Exam Board: AQA Specification: 2410
This course is taught over two years. After one year, however, students are awarded AS Level, which counts a stand-alone qualification. The second year of the course cannot be taken without having been awarded the AS level.
Students wishing to study this course must have GCSE grade C or higher in Biology, Maths, English and preferably Chemistry. As with the GCSE course, the complex scientific vocabulary demands a confident speaker of English.
Over the two years, students explore ways in which living organisms are affected by and fight disease, find food, use energy, regulate their bodies, get rid of waste substances, exploit their environments and produce offspring. Students also study the impacts of certain biotechnological advances. Students are encouraged to think for themselves and to take responsibility for their studies (in preparation for university), but the course is clearly structured, with a variety of regular assignments and plenty of practical work and practice on past papers.
Skills and qualities that are developed include experimental design, observation, safe use of scientific apparatus, data analysis and statistics, exam technique, awareness of human effects on our planet and respect for all life.
AS Level (Year 1)
Structure of the course:
The AS specification comprises three units, each of which is assessed and contributes to the total grade.

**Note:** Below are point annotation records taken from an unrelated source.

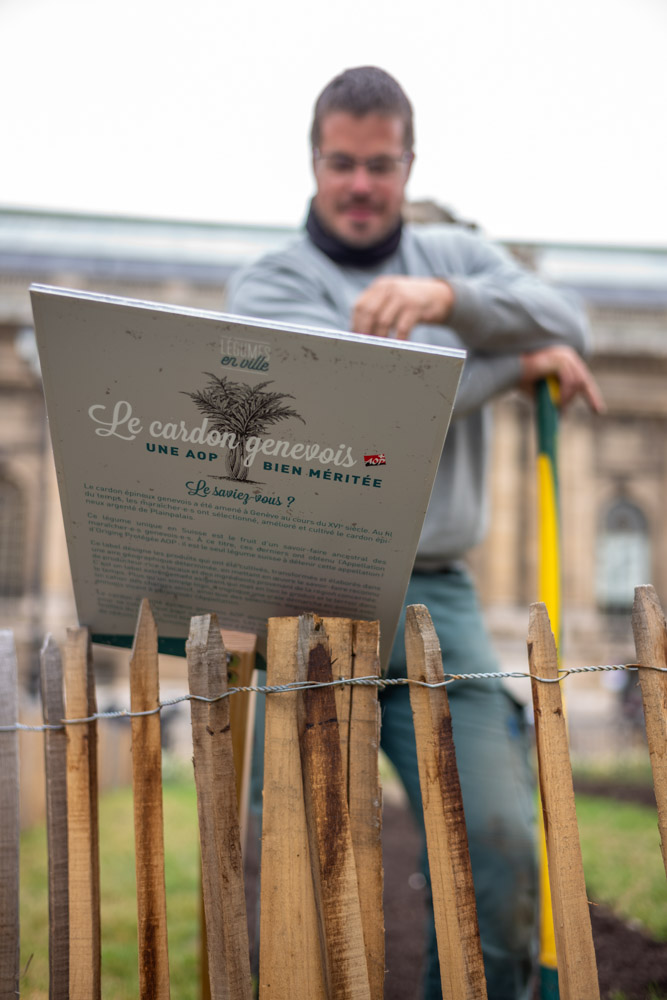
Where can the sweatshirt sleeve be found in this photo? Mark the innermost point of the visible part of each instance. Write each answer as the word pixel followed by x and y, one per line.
pixel 273 292
pixel 501 309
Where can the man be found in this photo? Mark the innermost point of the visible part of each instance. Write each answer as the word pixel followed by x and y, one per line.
pixel 359 268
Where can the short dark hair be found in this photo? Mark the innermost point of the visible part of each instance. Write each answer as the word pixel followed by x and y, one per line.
pixel 362 91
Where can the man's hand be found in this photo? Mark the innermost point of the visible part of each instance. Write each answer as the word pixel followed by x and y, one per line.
pixel 573 375
pixel 392 306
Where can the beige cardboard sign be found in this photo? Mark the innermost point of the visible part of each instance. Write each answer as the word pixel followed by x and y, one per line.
pixel 214 464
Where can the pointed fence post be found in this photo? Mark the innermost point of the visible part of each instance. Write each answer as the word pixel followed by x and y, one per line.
pixel 148 815
pixel 55 768
pixel 454 907
pixel 329 835
pixel 9 821
pixel 222 866
pixel 290 964
pixel 650 631
pixel 83 825
pixel 577 970
pixel 364 795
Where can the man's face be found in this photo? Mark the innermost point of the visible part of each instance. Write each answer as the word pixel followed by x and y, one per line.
pixel 360 202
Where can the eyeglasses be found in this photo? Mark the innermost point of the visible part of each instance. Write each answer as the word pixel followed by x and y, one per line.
pixel 376 166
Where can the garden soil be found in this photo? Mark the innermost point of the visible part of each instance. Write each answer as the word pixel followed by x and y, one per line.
pixel 629 962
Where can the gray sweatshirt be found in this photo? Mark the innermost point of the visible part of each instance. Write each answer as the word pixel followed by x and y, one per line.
pixel 499 312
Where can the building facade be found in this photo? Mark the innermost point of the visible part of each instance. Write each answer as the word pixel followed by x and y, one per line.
pixel 612 469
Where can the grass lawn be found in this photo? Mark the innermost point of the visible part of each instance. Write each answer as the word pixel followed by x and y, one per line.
pixel 620 844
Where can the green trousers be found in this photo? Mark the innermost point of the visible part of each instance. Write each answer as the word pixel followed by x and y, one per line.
pixel 494 762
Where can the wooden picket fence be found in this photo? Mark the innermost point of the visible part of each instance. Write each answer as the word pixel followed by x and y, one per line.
pixel 321 932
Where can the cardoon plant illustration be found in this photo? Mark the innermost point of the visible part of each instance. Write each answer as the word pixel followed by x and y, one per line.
pixel 242 410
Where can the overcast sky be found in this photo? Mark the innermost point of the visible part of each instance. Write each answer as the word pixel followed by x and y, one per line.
pixel 538 119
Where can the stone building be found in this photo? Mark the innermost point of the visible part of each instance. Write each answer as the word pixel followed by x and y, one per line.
pixel 613 469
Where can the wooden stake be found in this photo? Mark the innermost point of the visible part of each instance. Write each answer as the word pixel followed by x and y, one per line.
pixel 83 826
pixel 242 651
pixel 650 631
pixel 577 971
pixel 339 631
pixel 459 948
pixel 9 822
pixel 365 799
pixel 55 766
pixel 327 819
pixel 290 964
pixel 222 867
pixel 148 818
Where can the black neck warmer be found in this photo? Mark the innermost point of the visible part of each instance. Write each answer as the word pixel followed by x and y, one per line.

Units 1 and 2 are assessed by external exams, and Unit 3 is a centre-assessed unit evaluating students’ practical and investigative skills. Unit 1 is worth 33% of the total AS-Level grade (16% of the total A-Level grade), Unit 2 is worth 46% (23%) and Unit 3 is worth 20% (10%).
Topics covered include:
Unit 1:
The normal structure and function of mammalian digestive and gas exchange systems and how they can be affected by communicable and non-communicable diseases.
How the body defends against disease.
The interpretation of data relating to risk factors for diseases.
Unit 2:
The influence of genetic and environmental factors on intra-specific variation How the variety of life is reflected in similarities and differences in biochemical basis and cellular organization
The effect of size and metabolic rate on an organism’s requirements, and how this gives rise to adaptations
Unit 3:
Practical work carried out in the contexts of Units 1 and 2
Students are assessed on practical skills during AQA-set tasks (Practical Skills Assessment – PSA), and investigative skills in an AQA-set test paper (Investigative Skills Assessment – ISA).
A2 Level (Year 2)
Structure of the course:
Similar to the approach taken at AS, the A2 specification comprises three units; two assessed by external exams, and one a centre-assessed practical unit. Units 4, 5 and 6 are worth 16%, 23% and 10% of the total grade, respectively.
Topics covered include:
Unit 4:
How living organisms form ecosystems, through which energy is transferred and chemical elements cycled.
How human activity affects the ecological balance in a variety of ways
How genetic variation and isolation may lead to the formation of new species.
Unit 5:
The biology behind the workings of the nervous and endocrine systems
Homeostasis and the maintenance of a constant internal environment
Genes and Genetic Expression
Gene technology
Unit 6:
Practical work carried out in the contexts of Units 4 and 5
Students are assessed on practical skills during AQA-set tasks (Practical Skills Assessment – PSA), and investigative skills in an AQA-set test paper (Investigative Skills Assessment – ISA).